The allegations against Santiago are more predictable. As a relatively wealthy man of some influence within a small, overwhelmingly poor community, it would not have been difficult to imagine him taking sexual advantage of women in straitened circumstances. Naturally, for the women, especially the sailor’s wives left for months without money or certainty, these liaisons might have provided both a distraction and a way out of the griping poverty. It is possible that such rumors about Santiago were already floating around at local taverns even before Regina’s name came up.

However plausible, what finally made the allegations real enough for Caesar to trigger such vicious slaughters was the depth of his love for his wife. Not once did he blame her for her actions. He saw her as someone who had been manipulated and even preyed on by others. He reiterated to the court – “I am guilty of all the crimes. I do not wish to say anything or be asked anything. I only want to see my wife”.

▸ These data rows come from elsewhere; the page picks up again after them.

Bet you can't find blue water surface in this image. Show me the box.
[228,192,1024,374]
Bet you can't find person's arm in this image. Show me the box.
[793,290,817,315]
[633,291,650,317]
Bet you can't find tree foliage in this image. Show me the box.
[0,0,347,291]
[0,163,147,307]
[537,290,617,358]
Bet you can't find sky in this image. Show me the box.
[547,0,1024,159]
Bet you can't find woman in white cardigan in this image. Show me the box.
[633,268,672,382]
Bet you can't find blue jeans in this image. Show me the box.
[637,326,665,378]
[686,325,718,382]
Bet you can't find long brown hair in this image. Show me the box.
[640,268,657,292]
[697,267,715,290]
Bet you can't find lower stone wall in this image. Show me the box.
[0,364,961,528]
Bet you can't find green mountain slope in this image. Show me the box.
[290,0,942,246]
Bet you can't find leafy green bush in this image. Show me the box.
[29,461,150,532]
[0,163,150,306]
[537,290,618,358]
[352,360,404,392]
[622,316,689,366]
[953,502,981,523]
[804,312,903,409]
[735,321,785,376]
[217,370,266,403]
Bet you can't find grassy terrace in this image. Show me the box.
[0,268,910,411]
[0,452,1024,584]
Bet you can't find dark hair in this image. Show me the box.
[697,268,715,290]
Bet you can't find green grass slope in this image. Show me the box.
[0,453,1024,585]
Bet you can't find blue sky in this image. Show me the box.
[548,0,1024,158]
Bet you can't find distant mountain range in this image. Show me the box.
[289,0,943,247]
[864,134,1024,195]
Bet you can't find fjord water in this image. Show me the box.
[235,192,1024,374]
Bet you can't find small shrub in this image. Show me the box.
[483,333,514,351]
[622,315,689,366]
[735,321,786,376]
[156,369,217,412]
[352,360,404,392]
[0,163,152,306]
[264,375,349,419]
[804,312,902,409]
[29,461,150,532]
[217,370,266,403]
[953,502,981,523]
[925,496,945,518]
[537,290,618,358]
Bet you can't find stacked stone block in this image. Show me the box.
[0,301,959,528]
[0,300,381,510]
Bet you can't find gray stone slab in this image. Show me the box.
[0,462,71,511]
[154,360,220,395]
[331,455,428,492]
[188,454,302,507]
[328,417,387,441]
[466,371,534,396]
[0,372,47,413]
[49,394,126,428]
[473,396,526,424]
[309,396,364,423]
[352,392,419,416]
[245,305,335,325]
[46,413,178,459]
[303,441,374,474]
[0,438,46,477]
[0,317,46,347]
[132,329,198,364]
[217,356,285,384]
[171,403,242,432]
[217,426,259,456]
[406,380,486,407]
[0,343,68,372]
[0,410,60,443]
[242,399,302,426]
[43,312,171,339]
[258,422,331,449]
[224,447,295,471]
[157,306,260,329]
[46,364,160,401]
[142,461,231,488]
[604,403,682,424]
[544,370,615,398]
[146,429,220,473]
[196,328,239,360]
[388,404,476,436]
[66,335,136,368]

Edifying as his love might have been, it did not sway the jury and they found him guilty of culpable homicide amounting to murder for all five victims.

Since it was a murder trial, the guilty verdict at the magistrate’s court sent the case to the High Court. There, the court appointed Alexander Souttar as a public defender, while Mr. Bell was the prosecutor. Mr. Souttar convinced Caesar to plead ‘not guilty’ and attempted to convince the jury that the murders were committed in the wake of sudden and extreme provocation. Mr. Bell however, pointed out that the outrage was of “more than ordinary tragic nature” and that the jury had an obligation to put an end to such “frightful crimes” in the interest of “public welfare”. The jury went along with Mr. Bell and found Caesar guilty once more. The Hon’ble Mr. Justice Broughton, who presided over the trial at the High Court, followed the guilty verdict by sentencing Caesar to be hanged to death. The unhappy lover was thus executed on the 9th of February 1880.

Unfortunately, no record survives as to whether his ardent wish to see Regina one last time had been fulfilled before he died.